Originally from Hawkes Bay, Len studied Viticulture and Oenology at Lincoln University before heading to Central Otago, working for several years in various operational and technical management roles in the wine industry there. Since relocating to Marlborough in late 2016, Len has been managing the viticulture program for Matua’s company-owned vineyards. With a passion for viticulture and wine, Len recognises the importance of understanding and connecting viticulture inputs with wine quality.
Mark's career since 1970 has spanned areas of both horticulture and viticulture. He moved to Marlborough in 2004 and established his own vineyard advisory business. Mark is motivated by reevaluating practices that could create a leading edge in how we manage our vineyards. Such examples include subsurface irrigation that he used on all his Hawke’s Bay vineyard developments back in 1987, which is still operating successfully with the original dripline. More recently I was fortunate enough to project manage the Plant and Food and MPI research programme on mechanical shaking which has proved to be a highly effective cultural method of botrytis control. For the last 12 years, he has worked on alternative pruning options for Sauvignon Blanc that could reduce the high labour cost of cane pruning and at the same time retain yields and increase vine longevity.
Meagan Littlejohn hails from Canada with a Master of Arts (M.A.) and a background in research and project management. Meagan first joined the Sustainable Winegrowing NZ (SWNZ) team in May 2018 as the Systems Administrator and now manages the daily operations of the SWNZ programme.

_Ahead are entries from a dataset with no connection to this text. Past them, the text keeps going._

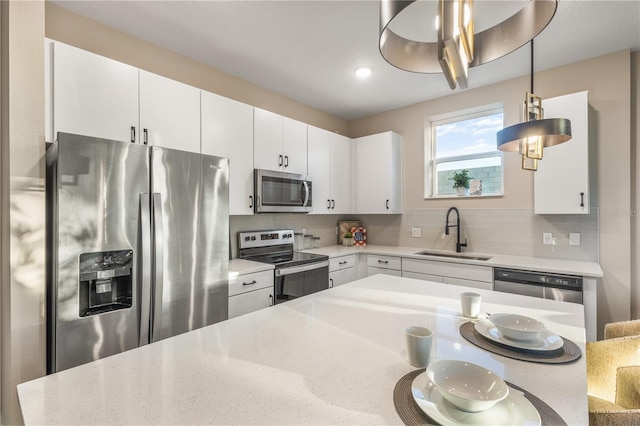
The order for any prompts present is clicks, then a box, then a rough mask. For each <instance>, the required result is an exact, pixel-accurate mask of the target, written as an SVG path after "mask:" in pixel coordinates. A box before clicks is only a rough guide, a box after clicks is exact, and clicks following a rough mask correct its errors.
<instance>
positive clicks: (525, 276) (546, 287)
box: [493, 268, 582, 304]
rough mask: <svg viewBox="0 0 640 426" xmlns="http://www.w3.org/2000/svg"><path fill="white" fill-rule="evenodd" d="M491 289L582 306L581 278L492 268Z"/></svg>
mask: <svg viewBox="0 0 640 426" xmlns="http://www.w3.org/2000/svg"><path fill="white" fill-rule="evenodd" d="M493 278H494V281H493V289H494V290H495V291H501V292H503V293H514V294H523V295H525V296H534V297H539V298H542V299H553V300H562V301H563V302H572V303H580V304H582V277H577V276H572V275H559V274H546V273H544V272H532V271H519V270H515V269H501V268H494V271H493Z"/></svg>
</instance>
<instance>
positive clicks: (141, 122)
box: [140, 70, 200, 153]
mask: <svg viewBox="0 0 640 426" xmlns="http://www.w3.org/2000/svg"><path fill="white" fill-rule="evenodd" d="M140 129H142V141H143V143H145V144H149V145H154V146H160V147H164V148H172V149H179V150H182V151H190V152H198V153H199V152H200V89H197V88H195V87H193V86H188V85H186V84H183V83H180V82H178V81H174V80H171V79H168V78H165V77H162V76H159V75H156V74H152V73H150V72H147V71H143V70H140Z"/></svg>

Nick became involved in Viticulture in Martinborough in the early ’80s, as Vineyard Manager for Martinborough Vineyards. His interest in vine health and genetics prompted a move to Riversun in 1998. Returning to Masterton in 2003 Nick has continued working remotely for Riversun as their viticultural advisor. Nick also established and ran Vine Managers Wairarapa Ltd a management and consultancy business (2006 to 2019) and fronted the NZW virus elimination projects (2009-2015). Since 2015 Nick has managed the BRI Vineyard ecosystems programme, due to finish in December this year.